NORTH ADAMS -- The city's General Governance Committee voted unanimously Monday to recommend the adoption of an ordinance that would delay demolition of historically significant buildings at tonight's City Council meeting.
The ordinance, entitled "The Preservation of Historically Significant Buildings," was passed to a second reading at the council's June 12 meeting. If approved, it would allow the city to delay demolition of any building deemed historically significant by the city's Historical Commission for up to 12 months.
"We're at a point in time when our landscape is at risk," Mayor Richard J. Alcombright said, explaining the reasoning for the ordinance. "We're not talking about something like the entire south side of Main Street being taken down by Urban Renewal. We're talking about the individual plucking of buildings out of our landscape over time."
However, the decision to recommend the ordinance was not made lightly during the meeting, as Councilor Jennifer Breen, a committee member, questioned the motivation behind Mayor Richard J. Alcombright's request for its quick approval.
She asked the mayor if any proposal had come forward that would prompt the need to push forward the ordinance at this time, specifically asking about the St. Francis of Assisi Church complex on the corner of Eagle and Union streets.
"Everything is an issue," Alcombright said. "There are discussions happening around St. Francis,
Breen pushed further, saying she wanted to know if a deal was in the works. St. Francis was abandoned in favor of the former St. Anthony's Church by the Roman Catholic Diocese of Springfield during its consolidation process in 2008 because of structural concerns surrounding its steeple and an adjacent wall. It is the city's oldest church.
"I don't want to vote on something with an agenda behind it," Breen said. "I support the ordinance and I support the preservation of historical buildings. What I don't support is government micro-managing what a private owner can do."
Alcombright said he knew discussions were taking place and the sale of St. Francis "was imminent."
"I know there are offers. I don't know the details or the specifics," he said.

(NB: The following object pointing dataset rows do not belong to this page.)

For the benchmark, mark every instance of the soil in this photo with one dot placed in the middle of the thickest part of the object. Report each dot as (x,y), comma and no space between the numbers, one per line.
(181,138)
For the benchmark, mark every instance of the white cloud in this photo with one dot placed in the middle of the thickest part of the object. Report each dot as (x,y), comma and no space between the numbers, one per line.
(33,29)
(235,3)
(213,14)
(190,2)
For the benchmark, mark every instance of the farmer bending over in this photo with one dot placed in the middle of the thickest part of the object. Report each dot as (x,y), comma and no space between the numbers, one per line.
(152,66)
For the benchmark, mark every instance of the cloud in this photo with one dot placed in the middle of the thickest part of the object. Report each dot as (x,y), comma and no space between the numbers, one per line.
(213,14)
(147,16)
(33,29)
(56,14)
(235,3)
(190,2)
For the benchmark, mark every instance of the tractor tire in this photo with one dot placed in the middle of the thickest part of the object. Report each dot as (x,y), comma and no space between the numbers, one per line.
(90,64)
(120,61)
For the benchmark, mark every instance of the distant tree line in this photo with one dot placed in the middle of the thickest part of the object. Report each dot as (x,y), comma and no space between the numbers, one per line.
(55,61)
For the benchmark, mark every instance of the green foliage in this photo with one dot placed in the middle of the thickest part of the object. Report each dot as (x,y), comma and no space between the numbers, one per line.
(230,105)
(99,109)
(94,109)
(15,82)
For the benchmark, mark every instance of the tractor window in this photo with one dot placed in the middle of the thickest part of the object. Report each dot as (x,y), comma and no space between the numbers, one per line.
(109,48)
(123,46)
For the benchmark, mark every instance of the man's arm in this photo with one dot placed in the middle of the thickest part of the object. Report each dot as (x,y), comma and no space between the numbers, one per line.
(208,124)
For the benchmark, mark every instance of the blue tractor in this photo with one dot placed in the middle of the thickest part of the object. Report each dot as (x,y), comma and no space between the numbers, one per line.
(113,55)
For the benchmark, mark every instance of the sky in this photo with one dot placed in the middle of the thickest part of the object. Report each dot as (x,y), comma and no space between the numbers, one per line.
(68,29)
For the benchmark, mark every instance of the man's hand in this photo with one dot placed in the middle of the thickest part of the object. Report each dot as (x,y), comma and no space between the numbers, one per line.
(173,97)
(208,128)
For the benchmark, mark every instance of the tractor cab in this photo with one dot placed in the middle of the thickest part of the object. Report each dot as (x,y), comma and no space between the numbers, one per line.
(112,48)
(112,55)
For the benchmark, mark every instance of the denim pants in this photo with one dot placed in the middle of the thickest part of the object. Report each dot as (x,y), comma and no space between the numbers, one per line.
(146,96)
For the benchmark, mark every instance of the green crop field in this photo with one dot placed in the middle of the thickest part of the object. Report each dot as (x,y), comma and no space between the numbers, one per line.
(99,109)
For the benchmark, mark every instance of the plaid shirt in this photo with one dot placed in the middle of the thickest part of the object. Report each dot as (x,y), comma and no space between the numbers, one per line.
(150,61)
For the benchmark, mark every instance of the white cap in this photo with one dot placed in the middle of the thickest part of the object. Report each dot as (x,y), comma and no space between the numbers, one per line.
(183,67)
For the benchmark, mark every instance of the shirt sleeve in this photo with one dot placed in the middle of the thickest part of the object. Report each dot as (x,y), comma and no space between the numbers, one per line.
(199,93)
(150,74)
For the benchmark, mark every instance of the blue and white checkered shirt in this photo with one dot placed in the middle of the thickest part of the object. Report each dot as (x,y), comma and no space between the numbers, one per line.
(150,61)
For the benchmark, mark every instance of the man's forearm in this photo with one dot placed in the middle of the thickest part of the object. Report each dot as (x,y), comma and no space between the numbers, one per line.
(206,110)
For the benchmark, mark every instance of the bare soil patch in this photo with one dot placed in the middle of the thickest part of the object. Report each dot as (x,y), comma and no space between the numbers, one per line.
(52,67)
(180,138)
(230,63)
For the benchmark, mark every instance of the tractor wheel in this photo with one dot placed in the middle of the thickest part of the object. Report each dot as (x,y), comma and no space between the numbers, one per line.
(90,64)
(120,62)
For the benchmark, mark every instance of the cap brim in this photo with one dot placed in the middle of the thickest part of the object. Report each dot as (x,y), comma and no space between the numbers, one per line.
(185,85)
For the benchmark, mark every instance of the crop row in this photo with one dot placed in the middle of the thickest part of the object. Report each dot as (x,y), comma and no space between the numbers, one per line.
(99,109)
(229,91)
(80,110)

Councilor Marie Harpin, a committee member, said she agreed with the mayor's saying the issue was greater than St. Francis.
"There's the Methodist Church and two funeral parlors for sale on the corner of East Main Street," she said. "It's the whole corridor that needs protection. There are many beautiful, historic homes that could be demolished."

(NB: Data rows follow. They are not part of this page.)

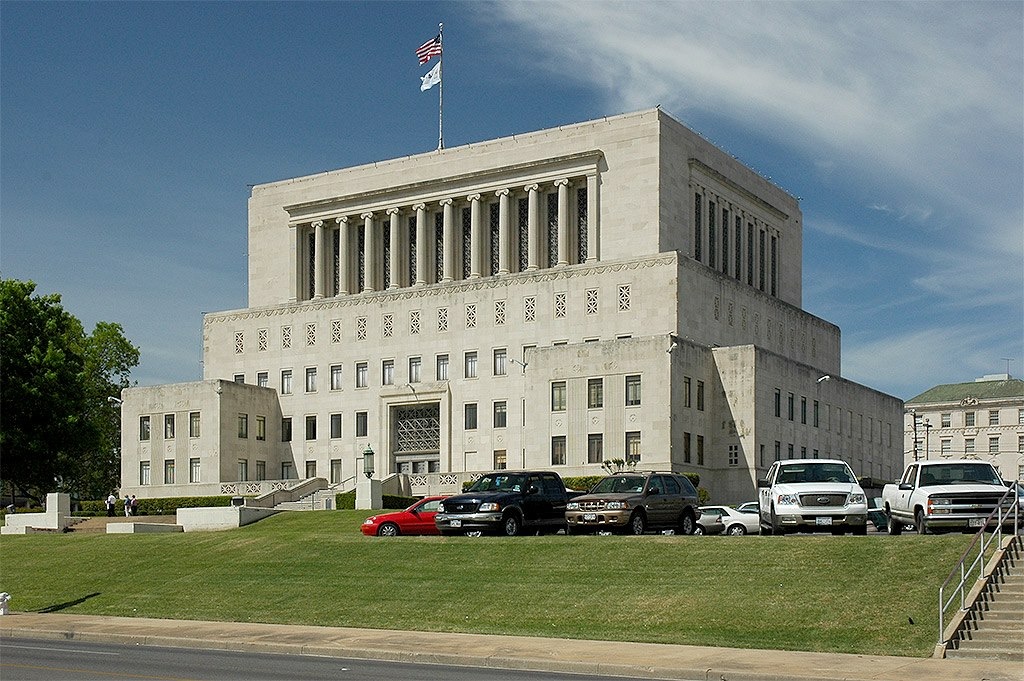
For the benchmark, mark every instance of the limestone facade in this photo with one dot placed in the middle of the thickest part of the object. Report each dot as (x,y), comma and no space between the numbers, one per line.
(614,289)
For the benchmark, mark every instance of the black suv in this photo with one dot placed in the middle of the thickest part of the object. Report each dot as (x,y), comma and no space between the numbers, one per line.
(635,502)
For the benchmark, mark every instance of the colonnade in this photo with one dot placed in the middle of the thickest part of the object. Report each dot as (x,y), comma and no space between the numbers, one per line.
(421,243)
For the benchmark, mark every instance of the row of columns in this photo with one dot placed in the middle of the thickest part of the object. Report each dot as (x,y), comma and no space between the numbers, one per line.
(424,238)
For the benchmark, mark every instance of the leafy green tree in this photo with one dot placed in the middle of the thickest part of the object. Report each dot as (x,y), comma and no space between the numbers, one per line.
(57,430)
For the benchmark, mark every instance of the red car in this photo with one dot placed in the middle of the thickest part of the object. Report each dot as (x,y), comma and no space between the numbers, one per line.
(417,519)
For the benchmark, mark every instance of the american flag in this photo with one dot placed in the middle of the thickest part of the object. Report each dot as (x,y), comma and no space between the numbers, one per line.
(430,48)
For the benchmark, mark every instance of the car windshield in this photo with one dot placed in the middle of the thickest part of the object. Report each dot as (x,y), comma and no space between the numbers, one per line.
(619,483)
(499,482)
(958,474)
(815,473)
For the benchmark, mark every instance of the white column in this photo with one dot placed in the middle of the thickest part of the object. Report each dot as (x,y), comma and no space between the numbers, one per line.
(320,258)
(369,252)
(593,217)
(423,244)
(534,227)
(395,248)
(475,236)
(449,273)
(563,221)
(343,255)
(503,231)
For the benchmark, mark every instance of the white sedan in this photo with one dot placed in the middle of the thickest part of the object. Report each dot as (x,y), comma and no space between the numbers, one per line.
(735,523)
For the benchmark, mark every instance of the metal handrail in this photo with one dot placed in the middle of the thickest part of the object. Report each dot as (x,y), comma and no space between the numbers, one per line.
(982,540)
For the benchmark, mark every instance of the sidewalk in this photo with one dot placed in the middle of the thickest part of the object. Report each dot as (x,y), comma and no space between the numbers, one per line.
(601,657)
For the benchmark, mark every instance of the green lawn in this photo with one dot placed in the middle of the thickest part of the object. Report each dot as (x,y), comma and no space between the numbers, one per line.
(841,594)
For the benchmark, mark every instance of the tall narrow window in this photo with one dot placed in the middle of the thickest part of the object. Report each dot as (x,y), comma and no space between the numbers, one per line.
(632,390)
(558,396)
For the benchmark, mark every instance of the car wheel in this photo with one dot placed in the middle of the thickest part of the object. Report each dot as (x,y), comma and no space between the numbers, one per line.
(511,525)
(637,523)
(920,523)
(388,529)
(893,526)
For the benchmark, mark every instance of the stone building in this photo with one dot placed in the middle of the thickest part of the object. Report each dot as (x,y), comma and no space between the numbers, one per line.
(615,289)
(983,419)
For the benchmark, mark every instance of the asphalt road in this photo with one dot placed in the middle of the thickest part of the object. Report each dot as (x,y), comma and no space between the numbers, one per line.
(31,660)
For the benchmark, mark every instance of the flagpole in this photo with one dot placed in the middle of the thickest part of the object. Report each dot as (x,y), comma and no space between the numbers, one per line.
(440,89)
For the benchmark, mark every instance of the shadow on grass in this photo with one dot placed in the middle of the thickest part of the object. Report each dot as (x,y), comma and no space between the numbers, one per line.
(72,603)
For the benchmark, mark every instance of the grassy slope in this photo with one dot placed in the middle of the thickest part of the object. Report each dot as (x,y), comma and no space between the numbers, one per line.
(839,594)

City Solicitor John DeRosa clarified that the ordinance -- which is modeled after the state Historical Commission's ordinance that is used in a majority of towns and cities across the commonwealth -- could only delay the demolition of the building for up to 12 months, during which time the city could try to negotiate with the owner a better way to reuse and rehabilitate the structure.

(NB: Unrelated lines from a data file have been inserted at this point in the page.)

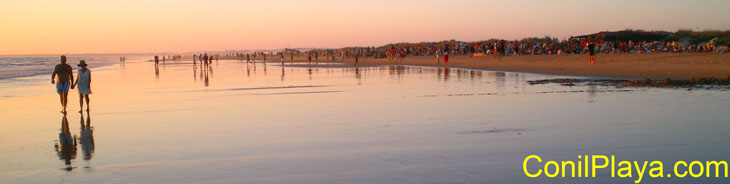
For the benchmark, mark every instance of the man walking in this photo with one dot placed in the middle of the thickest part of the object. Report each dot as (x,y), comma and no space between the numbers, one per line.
(63,81)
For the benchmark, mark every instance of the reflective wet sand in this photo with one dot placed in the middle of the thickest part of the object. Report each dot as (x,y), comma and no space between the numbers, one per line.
(238,122)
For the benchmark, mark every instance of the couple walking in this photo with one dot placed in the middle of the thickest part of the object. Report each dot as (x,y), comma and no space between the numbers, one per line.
(64,79)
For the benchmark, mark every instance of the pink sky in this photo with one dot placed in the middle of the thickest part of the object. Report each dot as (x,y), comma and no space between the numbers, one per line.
(90,26)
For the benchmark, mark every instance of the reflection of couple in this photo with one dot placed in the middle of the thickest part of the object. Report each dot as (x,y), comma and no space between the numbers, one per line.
(63,77)
(66,146)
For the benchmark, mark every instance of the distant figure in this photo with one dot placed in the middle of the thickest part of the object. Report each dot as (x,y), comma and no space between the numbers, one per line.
(84,82)
(592,53)
(357,58)
(499,49)
(205,59)
(63,82)
(446,57)
(282,58)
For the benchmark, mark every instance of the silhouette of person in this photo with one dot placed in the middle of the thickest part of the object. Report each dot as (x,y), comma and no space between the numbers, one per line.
(87,137)
(66,146)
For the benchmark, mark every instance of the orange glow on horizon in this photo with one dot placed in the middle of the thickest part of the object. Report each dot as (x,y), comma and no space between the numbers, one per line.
(86,26)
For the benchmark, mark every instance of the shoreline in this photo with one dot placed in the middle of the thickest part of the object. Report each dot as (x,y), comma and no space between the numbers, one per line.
(676,66)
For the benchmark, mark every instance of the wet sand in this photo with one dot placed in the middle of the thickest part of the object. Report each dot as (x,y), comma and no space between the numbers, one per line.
(677,66)
(238,122)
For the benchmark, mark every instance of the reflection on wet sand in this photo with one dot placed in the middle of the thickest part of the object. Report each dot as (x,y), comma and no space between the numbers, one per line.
(66,145)
(87,137)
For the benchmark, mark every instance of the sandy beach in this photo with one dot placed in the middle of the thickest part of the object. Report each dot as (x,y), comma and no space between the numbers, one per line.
(656,66)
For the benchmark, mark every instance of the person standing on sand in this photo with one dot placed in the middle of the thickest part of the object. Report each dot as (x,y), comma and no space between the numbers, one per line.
(282,58)
(84,82)
(63,82)
(592,52)
(446,56)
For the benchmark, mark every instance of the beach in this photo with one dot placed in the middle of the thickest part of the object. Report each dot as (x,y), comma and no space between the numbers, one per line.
(236,121)
(655,66)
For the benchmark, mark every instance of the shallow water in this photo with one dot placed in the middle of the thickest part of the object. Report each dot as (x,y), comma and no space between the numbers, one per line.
(238,122)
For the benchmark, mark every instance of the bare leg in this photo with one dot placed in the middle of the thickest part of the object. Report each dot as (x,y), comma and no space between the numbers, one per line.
(60,97)
(81,102)
(65,101)
(87,103)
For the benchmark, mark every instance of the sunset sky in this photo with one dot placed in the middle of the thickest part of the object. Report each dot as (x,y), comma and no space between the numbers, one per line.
(151,26)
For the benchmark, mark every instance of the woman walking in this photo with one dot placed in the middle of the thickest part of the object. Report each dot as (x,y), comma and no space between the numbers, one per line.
(84,82)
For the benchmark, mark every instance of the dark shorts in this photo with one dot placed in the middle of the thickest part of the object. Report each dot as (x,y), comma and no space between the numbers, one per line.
(62,87)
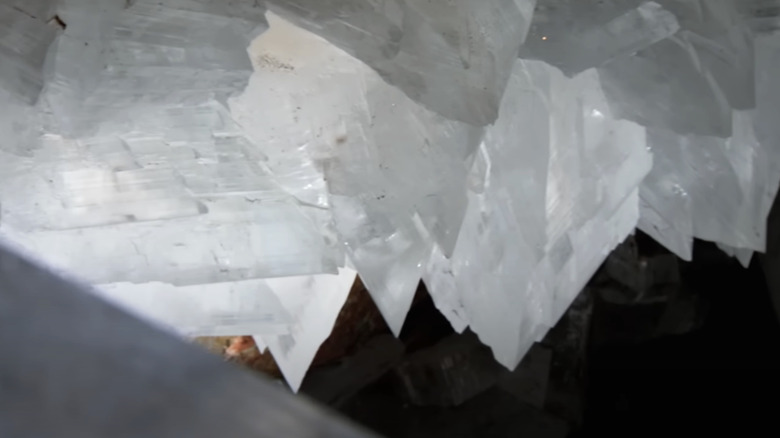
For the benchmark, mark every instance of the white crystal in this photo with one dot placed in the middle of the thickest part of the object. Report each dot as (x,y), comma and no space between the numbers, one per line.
(577,35)
(663,86)
(24,42)
(351,129)
(314,302)
(556,167)
(221,309)
(454,56)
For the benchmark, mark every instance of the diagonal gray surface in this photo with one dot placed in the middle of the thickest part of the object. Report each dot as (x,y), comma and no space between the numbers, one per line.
(72,365)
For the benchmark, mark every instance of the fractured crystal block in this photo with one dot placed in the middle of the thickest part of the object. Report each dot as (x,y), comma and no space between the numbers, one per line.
(576,35)
(577,173)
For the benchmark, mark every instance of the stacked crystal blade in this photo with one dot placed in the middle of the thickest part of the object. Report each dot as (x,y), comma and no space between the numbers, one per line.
(229,167)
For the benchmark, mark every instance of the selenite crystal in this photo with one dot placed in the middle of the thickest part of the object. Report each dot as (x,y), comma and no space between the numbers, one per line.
(427,49)
(505,290)
(220,170)
(576,35)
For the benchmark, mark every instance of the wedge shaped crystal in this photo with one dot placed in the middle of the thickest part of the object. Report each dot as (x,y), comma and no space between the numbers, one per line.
(549,178)
(664,86)
(395,172)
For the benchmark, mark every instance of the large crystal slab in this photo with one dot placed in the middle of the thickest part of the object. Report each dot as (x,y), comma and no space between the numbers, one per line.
(221,309)
(315,302)
(24,42)
(551,172)
(725,180)
(576,35)
(117,60)
(452,56)
(395,171)
(723,43)
(664,86)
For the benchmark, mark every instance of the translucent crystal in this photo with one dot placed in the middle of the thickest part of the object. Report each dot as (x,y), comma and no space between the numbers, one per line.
(576,35)
(352,130)
(664,86)
(723,43)
(315,303)
(452,56)
(24,42)
(725,180)
(551,172)
(118,60)
(221,309)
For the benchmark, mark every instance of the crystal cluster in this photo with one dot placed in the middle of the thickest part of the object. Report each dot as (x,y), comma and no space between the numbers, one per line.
(229,167)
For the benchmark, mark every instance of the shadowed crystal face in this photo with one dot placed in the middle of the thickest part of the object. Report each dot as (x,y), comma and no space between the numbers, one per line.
(224,170)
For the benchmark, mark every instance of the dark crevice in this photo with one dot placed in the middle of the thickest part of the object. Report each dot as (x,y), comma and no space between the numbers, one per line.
(57,21)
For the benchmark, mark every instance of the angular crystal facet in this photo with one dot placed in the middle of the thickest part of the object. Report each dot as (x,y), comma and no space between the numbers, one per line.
(221,191)
(505,290)
(577,35)
(452,56)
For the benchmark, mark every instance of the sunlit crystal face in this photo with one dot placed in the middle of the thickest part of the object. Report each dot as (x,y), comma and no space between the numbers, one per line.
(223,170)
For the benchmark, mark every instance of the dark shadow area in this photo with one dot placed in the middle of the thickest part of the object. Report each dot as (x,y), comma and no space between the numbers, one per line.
(653,345)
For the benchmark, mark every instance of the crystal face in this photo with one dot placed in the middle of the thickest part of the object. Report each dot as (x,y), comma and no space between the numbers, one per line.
(230,167)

"At the end of the 12 months, the demolition permit would go into effect," he said.
Breen said she also felt the ordinance did not provide the property owner with an appeals process.
"Under the mechanics of the ordinance, all of this has to be done in a public hearing," DeRosa said. "It doesn't interfere with the sale or the permitting process. It provides a forum for all of these issues to be addressed."
Historical Commission Chairwoman Justyna Carlson said the city would have been considering the ordinance at some point in the near future, as her commission had already been asked by the state Historical Commission to help move it forward.
"My big concern is what could happen with the Methodist Church and the surrounding Monument Square Historic District," she said.
The ordinance was approved for recommendation to the council with two amendments -- one changing the section it will fall under and the other changing all references of Building Commissioner to Building Inspector.